Kuching, capital of the Malaysian state of Sarawak, is perfect for an educational gastronomy tour, says Karishma Nandkeolyar


Welcome to Sarawak, where sago worms are a delicacy and residents have, over the years, figured out how to cure and eat most things, including one nut (football fruit) that has cyanide in it.

This range of food – some indigenous (there are 34 tribes here); some imported – is perhaps why Kuching has earned the title of Creative City of Gastronomy. Awarded by UNESCO in 2021, it’s a celebration of the unique gastronomic heritage of the city.

Karen Shepherd, Strategic Director, Unesco Creative Cities Network (UCCN) Kuching, City of Gastronomy, explains the criteria to become a creative city includes having a unique gastronomic culture, a strong creative eco-system, partnerships for the goals and a commitment to growth.

That said, gastronomy tourism is new to the area, even though it brings with it positive reverberations for the socio-economic scene of the city.

As the sun rose in earnest, causing fans to appear miraculously in people’s hands, it was time to leave and head to a cooking class where we’d be divided into groups of five to recreate local dishes 

Shepherd spoke at the recently held Pacific Asia Travel Association (PATA) conference, where she explained: “To me, gastronomy tourism, certainly here in Sarawak, is new - the farm-to-table concept for tourists is growing.

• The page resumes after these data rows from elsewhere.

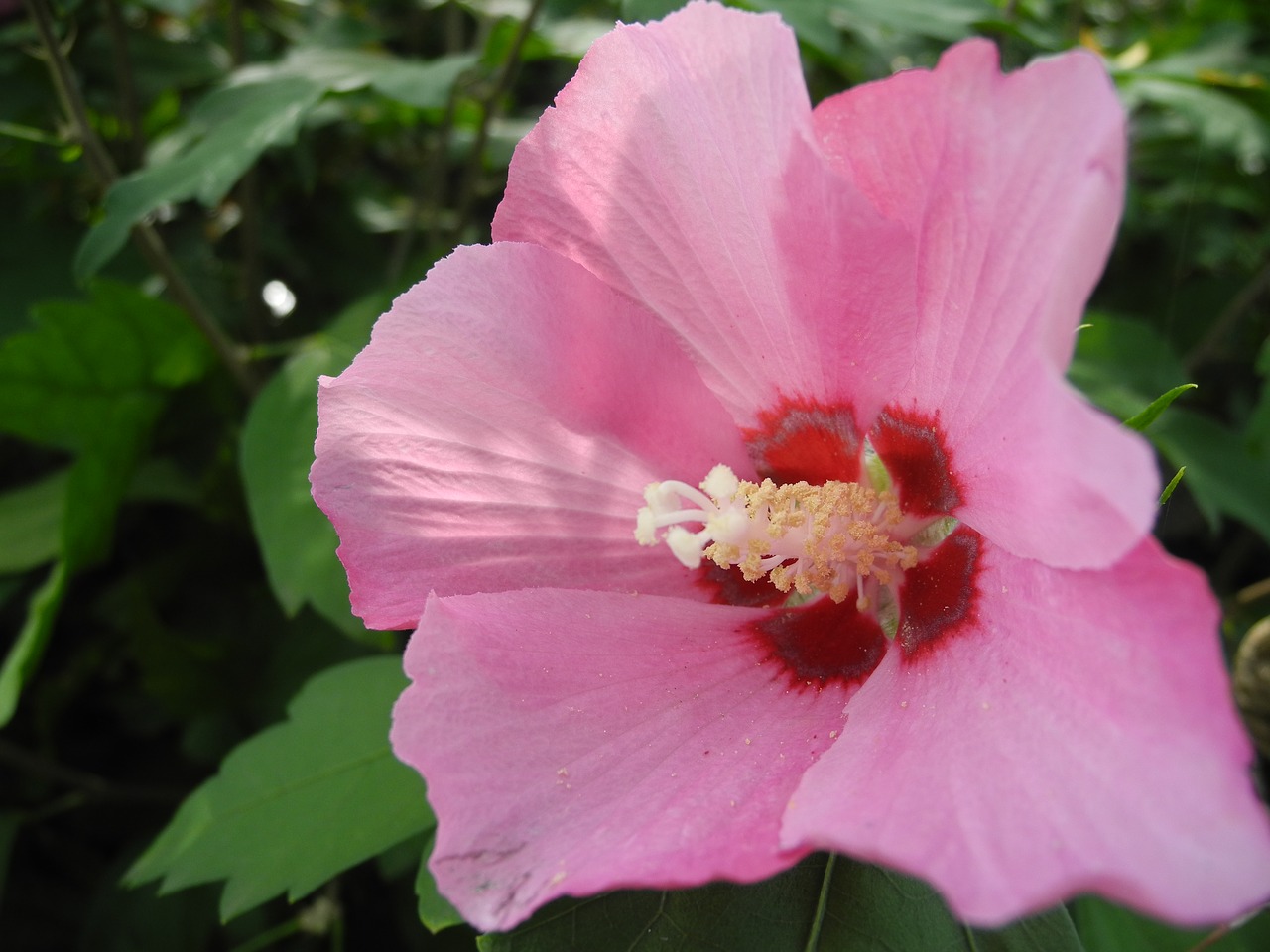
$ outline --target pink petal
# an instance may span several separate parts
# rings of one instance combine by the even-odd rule
[[[770,614],[550,589],[429,599],[392,745],[428,778],[432,871],[469,922],[753,881],[805,854],[780,848],[780,817],[846,692],[761,664],[744,626]]]
[[[417,625],[429,590],[704,598],[664,547],[635,543],[644,486],[749,467],[669,334],[530,245],[441,261],[323,381],[319,419],[314,498],[380,628]]]
[[[644,302],[742,425],[777,393],[867,425],[912,364],[911,239],[826,166],[775,17],[691,4],[598,39],[518,146],[494,237]]]
[[[917,236],[916,364],[898,402],[939,411],[968,471],[963,517],[1052,565],[1120,559],[1154,517],[1154,465],[1060,381],[1123,204],[1124,114],[1097,58],[1002,76],[996,47],[969,41],[933,72],[827,99],[815,129]]]
[[[1265,900],[1270,823],[1200,572],[1149,539],[1107,571],[983,564],[977,630],[888,654],[785,844],[922,876],[982,925],[1083,891],[1184,924]]]
[[[1012,553],[1101,569],[1149,532],[1160,495],[1149,444],[1050,367],[1010,368],[961,423],[949,435],[965,499],[956,514]]]

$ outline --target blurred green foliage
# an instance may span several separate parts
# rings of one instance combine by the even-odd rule
[[[488,240],[512,149],[589,42],[676,5],[0,0],[4,948],[475,948],[386,753],[401,636],[351,616],[307,495],[315,380]],[[748,5],[794,27],[817,99],[973,33],[1008,66],[1106,58],[1130,190],[1072,380],[1185,467],[1158,532],[1209,571],[1233,649],[1270,613],[1270,6]],[[212,885],[156,897],[118,885],[130,867]],[[1080,900],[972,932],[917,883],[813,857],[564,901],[480,947],[1238,952],[1267,929]]]

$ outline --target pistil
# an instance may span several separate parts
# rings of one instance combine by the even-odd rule
[[[738,567],[745,581],[767,576],[780,592],[834,602],[855,590],[860,611],[874,607],[870,579],[893,586],[917,564],[917,548],[895,538],[903,520],[895,495],[859,482],[749,482],[719,465],[700,489],[653,482],[644,501],[635,527],[640,545],[657,545],[665,529],[662,539],[688,569],[709,559]]]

In terms of the creative cities network, they see responsible tourism as a driver for societal development. For us, it’s divided into two areas, in terms of our urban eating sector, we are looking at it being a massive employer at different points across demographics. In terms of our rural sector, this is where we are developing new tours, under the creative cities network, looking at the food chain. It changes the way the food chain is seen in an urban environment.”

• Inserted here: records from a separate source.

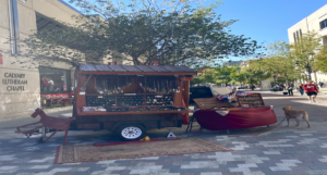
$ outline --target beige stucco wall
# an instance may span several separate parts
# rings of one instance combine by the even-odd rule
[[[320,22],[327,18],[327,4],[308,15],[307,17],[303,18],[292,27],[288,29],[288,36],[289,36],[289,42],[293,43],[293,33],[296,30],[302,30],[302,34],[305,34],[307,32],[317,32],[319,36],[327,36],[327,28],[320,29]],[[323,39],[320,41],[323,45]],[[327,74],[323,74],[317,72],[316,77],[314,74],[312,74],[312,79],[314,82],[327,82]]]
[[[78,15],[77,12],[57,0],[28,0],[25,3],[17,0],[17,12],[20,38],[26,38],[36,30],[36,12],[66,23],[74,23],[71,16]],[[0,0],[0,53],[3,55],[3,64],[0,64],[0,121],[31,115],[32,112],[27,109],[35,109],[34,101],[40,100],[39,72],[34,67],[26,68],[22,64],[12,64],[17,59],[26,60],[26,58],[15,58],[5,53],[10,51],[10,45],[4,43],[9,36],[8,1]],[[66,62],[56,62],[51,66],[63,70],[71,68]],[[24,78],[5,77],[9,75],[8,73],[23,74]],[[27,80],[27,84],[9,85],[8,82],[5,84],[7,79],[24,79]],[[11,90],[12,86],[22,87],[14,91]]]
[[[294,42],[293,33],[302,29],[302,33],[318,32],[320,36],[327,36],[327,28],[320,29],[319,23],[327,18],[327,4],[308,15],[307,17],[301,20],[299,23],[294,24],[288,29],[289,42]]]

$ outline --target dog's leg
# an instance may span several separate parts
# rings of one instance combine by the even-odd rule
[[[307,123],[307,127],[310,127],[310,122],[308,122],[308,115],[307,115],[307,113],[304,113],[304,120]]]

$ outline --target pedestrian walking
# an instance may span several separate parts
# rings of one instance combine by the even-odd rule
[[[289,96],[293,96],[293,84],[290,84],[288,87]]]
[[[314,85],[313,80],[307,80],[307,83],[305,85],[303,85],[303,89],[305,90],[305,92],[307,95],[308,102],[310,103],[312,103],[312,101],[316,102],[315,99],[318,93],[318,88],[316,85]]]
[[[300,91],[301,96],[303,96],[303,93],[304,93],[303,84],[300,84],[299,91]]]

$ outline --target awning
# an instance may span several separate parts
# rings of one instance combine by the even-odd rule
[[[82,74],[196,75],[186,66],[81,64]]]

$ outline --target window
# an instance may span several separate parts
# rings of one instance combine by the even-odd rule
[[[52,67],[39,68],[40,93],[71,92],[71,72]]]
[[[326,28],[327,27],[327,18],[324,20],[323,22],[320,22],[320,29]]]
[[[36,16],[36,27],[38,32],[49,30],[52,28],[62,28],[62,26],[58,22],[40,13],[36,12],[35,16]]]

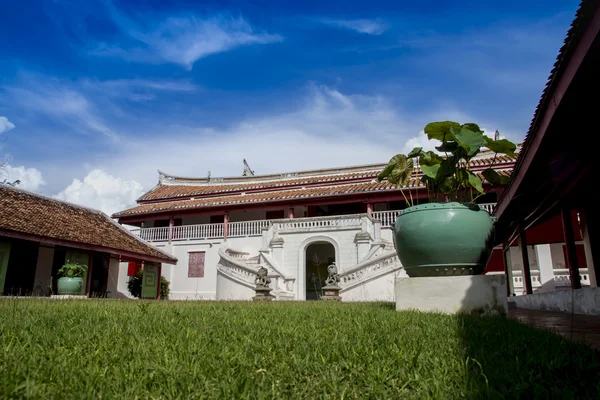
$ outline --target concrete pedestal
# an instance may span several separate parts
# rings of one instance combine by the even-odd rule
[[[398,278],[396,310],[506,314],[505,275]]]
[[[323,286],[323,296],[321,296],[321,300],[342,301],[342,297],[340,296],[340,287],[329,285]]]
[[[257,286],[256,289],[254,289],[254,291],[256,292],[256,296],[254,296],[252,298],[253,301],[271,301],[275,298],[275,296],[273,296],[271,294],[271,290],[273,290],[270,287],[260,287]]]

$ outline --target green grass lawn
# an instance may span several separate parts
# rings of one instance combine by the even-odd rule
[[[600,398],[600,353],[392,304],[0,300],[0,398]]]

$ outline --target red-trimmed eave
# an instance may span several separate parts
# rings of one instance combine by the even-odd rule
[[[507,168],[512,168],[515,165],[515,162],[502,162],[502,163],[497,163],[494,164],[493,168],[496,170],[502,170],[502,169],[507,169]],[[473,172],[481,172],[485,169],[489,168],[489,165],[476,165],[476,166],[472,166],[471,167],[471,171]],[[246,193],[246,194],[255,194],[255,193],[265,193],[265,192],[272,192],[272,191],[280,191],[280,190],[293,190],[293,189],[300,189],[300,188],[313,188],[313,187],[329,187],[329,186],[338,186],[338,185],[348,185],[348,184],[353,184],[353,183],[368,183],[368,182],[372,182],[373,179],[375,179],[375,176],[371,176],[371,177],[367,177],[367,178],[353,178],[353,179],[347,179],[347,180],[340,180],[340,181],[320,181],[320,182],[313,182],[313,183],[307,183],[307,184],[302,184],[302,183],[298,183],[298,184],[294,184],[294,185],[282,185],[282,186],[265,186],[262,188],[256,188],[256,189],[239,189],[239,190],[231,190],[231,191],[220,191],[220,192],[213,192],[213,193],[208,193],[208,194],[204,194],[204,193],[199,193],[199,194],[190,194],[190,195],[182,195],[182,196],[168,196],[168,197],[159,197],[159,198],[155,198],[155,199],[143,199],[144,196],[146,196],[148,193],[151,193],[152,190],[146,194],[144,194],[144,196],[140,197],[137,200],[138,204],[152,204],[152,203],[164,203],[167,201],[179,201],[179,200],[191,200],[192,198],[212,198],[212,197],[223,197],[223,196],[233,196],[233,195],[240,195],[242,193]],[[416,175],[416,178],[420,178],[422,176],[421,173],[418,173]],[[174,186],[184,186],[182,185],[174,185]],[[154,190],[154,189],[153,189]]]
[[[411,188],[413,191],[413,199],[416,198],[427,198],[427,190],[425,187]],[[502,190],[502,187],[494,186],[489,187],[490,190]],[[407,197],[409,197],[407,195]],[[282,200],[270,200],[265,202],[251,202],[251,203],[236,203],[236,204],[221,204],[215,206],[199,206],[188,209],[169,209],[160,210],[155,212],[146,212],[141,214],[131,214],[116,217],[119,223],[129,224],[148,221],[149,219],[156,219],[154,217],[166,218],[170,216],[185,216],[185,215],[220,215],[225,211],[239,211],[239,210],[250,210],[250,209],[276,209],[281,210],[282,207],[288,206],[317,206],[327,204],[346,204],[346,203],[377,203],[387,201],[403,201],[404,197],[400,194],[399,189],[393,190],[382,190],[379,192],[364,192],[364,193],[342,193],[330,196],[315,196],[315,197],[300,197],[295,199],[282,199]]]
[[[93,245],[93,244],[88,244],[88,243],[73,242],[70,240],[54,239],[54,238],[49,238],[49,237],[45,237],[45,236],[32,235],[32,234],[28,234],[28,233],[7,231],[4,229],[0,229],[0,236],[10,237],[13,239],[29,240],[32,242],[39,242],[39,243],[49,244],[49,245],[53,245],[53,246],[64,246],[64,247],[71,247],[71,248],[82,249],[82,250],[87,250],[87,251],[97,251],[97,252],[102,252],[102,253],[109,253],[109,254],[117,255],[121,259],[127,260],[127,261],[151,261],[151,262],[158,262],[158,263],[165,263],[165,264],[176,264],[177,263],[177,258],[175,258],[175,257],[172,257],[172,259],[169,259],[166,257],[165,258],[154,257],[154,256],[145,255],[145,254],[134,253],[134,252],[127,251],[127,250],[113,249],[110,247],[98,246],[98,245]]]
[[[523,179],[527,175],[529,167],[535,160],[537,149],[539,148],[546,131],[552,122],[552,118],[556,110],[558,109],[561,101],[563,100],[571,82],[575,78],[579,67],[581,66],[586,54],[592,46],[596,36],[600,32],[600,7],[596,8],[594,17],[590,24],[587,26],[585,33],[582,35],[581,40],[576,45],[572,56],[568,60],[568,64],[565,67],[563,73],[560,75],[558,82],[554,85],[551,90],[551,94],[546,96],[543,100],[545,102],[544,111],[536,117],[536,120],[532,124],[528,140],[525,140],[521,153],[513,169],[513,177],[498,200],[498,204],[494,210],[494,215],[500,219],[502,214],[508,207],[508,204],[515,197]]]

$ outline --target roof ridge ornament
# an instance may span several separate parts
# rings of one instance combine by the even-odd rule
[[[242,172],[242,176],[254,176],[254,171],[248,165],[248,162],[244,158],[244,172]]]
[[[168,181],[174,181],[175,177],[172,175],[165,174],[160,169],[158,170],[158,183],[164,183]]]

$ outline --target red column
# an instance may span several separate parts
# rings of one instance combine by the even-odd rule
[[[565,235],[565,247],[567,249],[567,268],[569,268],[569,277],[571,278],[571,288],[581,289],[581,280],[579,277],[579,261],[575,250],[575,236],[573,234],[573,221],[571,220],[571,210],[563,207],[560,211],[563,222],[563,234]]]
[[[229,213],[225,212],[223,216],[223,239],[227,240],[227,234],[229,233]]]
[[[158,285],[156,285],[156,300],[160,300],[160,286],[162,283],[162,263],[158,264]]]
[[[87,279],[86,279],[86,282],[85,282],[85,295],[87,297],[90,297],[90,286],[92,284],[92,268],[93,268],[92,261],[93,261],[92,255],[89,254],[88,255]]]
[[[173,240],[173,217],[169,217],[169,243]]]
[[[531,269],[529,268],[529,253],[527,252],[527,234],[522,230],[519,234],[519,249],[523,259],[523,282],[525,283],[525,293],[532,294]]]

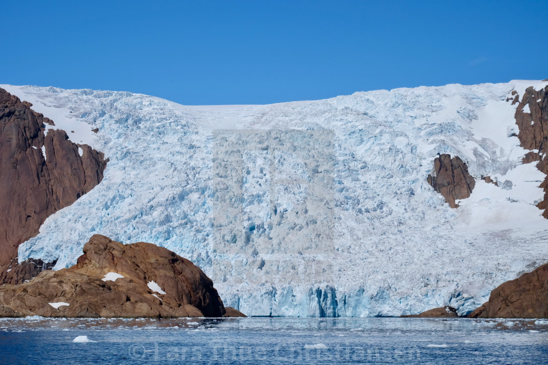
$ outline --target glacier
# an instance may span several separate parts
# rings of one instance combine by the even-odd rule
[[[210,106],[0,85],[110,159],[102,182],[48,218],[19,259],[67,267],[100,234],[188,258],[248,315],[465,314],[548,261],[548,221],[535,206],[544,175],[522,164],[506,101],[547,84]],[[457,209],[426,182],[438,153],[459,156],[476,178]]]

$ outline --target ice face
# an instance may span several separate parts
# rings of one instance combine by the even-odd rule
[[[534,206],[544,175],[521,165],[505,101],[546,84],[219,106],[6,86],[110,159],[102,182],[48,218],[19,258],[70,266],[99,233],[188,258],[247,315],[463,314],[548,259],[548,221]],[[438,153],[477,179],[456,210],[426,182]]]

It’s also what makes Kuching, the capital of the Malaysian state Sarawak, perfect for an educational gastronomy tour. The day kicks off with us being ushered into a bus that rode us past a statue of cats; Kuching, in Malay, translates to ‘cat’.

Next, we were taken to the local vegetable market where our guide, Joseph, took us through the local produce. As we wandered from stall to stall, we sniffed, touched and tried to compare the names of the products – some, like curry leaves, were universal; others had region-specific names.

As we wandered through the lanes of produce, touching, feeling the different ingredients that we would later use to create lunch, we asked questions about how each product is used while cooking and how it is different from something that looks similar.

Finally, we moved on to a lane of ready-to-eat snacks including layered cakes. When cut into strips, these cakes, known as kek lapis Sarawak or kek lapis, have intricate patterns of flavour; there’s tiramisu and chocolate, strawberry and vanilla and so much more on offer.

Past this by-lane – with sweet treats and fried snacks, we entered the fish market.

Rows upon rows of fish lay on slabs of concrete under fans, where they were cooled and dried before being packaged. Even as young men cleaned fish for drying, hawkers called out to us to buy the cured version.

As the sun rose in earnest, causing fans to appear miraculously in people’s hands, it was time to leave and head to a cooking class where we’d be divided into groups of five, where we’d use the local ingredients to create dishes including Sarawak Rojak, Midin kerabu, Umai Ikan with sago pearls and Ayam Pansuh.

The tours, of course, are more interesting for those who have a passion for food and to learn more about it but the exchange of information can have a dramatic impact.

“There’s something about gastronomy tourism – the whole process is educational and it invites the kind of visitors who are interested in that educational, experiential tourism sector. So, for the visitors and the local participants, there’s a knowledge exchange that goes on. I think that’s the benefit of it. That’s invaluable to both sides,” she said.

Gastronomy, explains Shephard, marries food and culture. And a good example of this is Kuching, where one may stir-fry ferns with ginger one day and using age-old methods, craft a dish blending worms.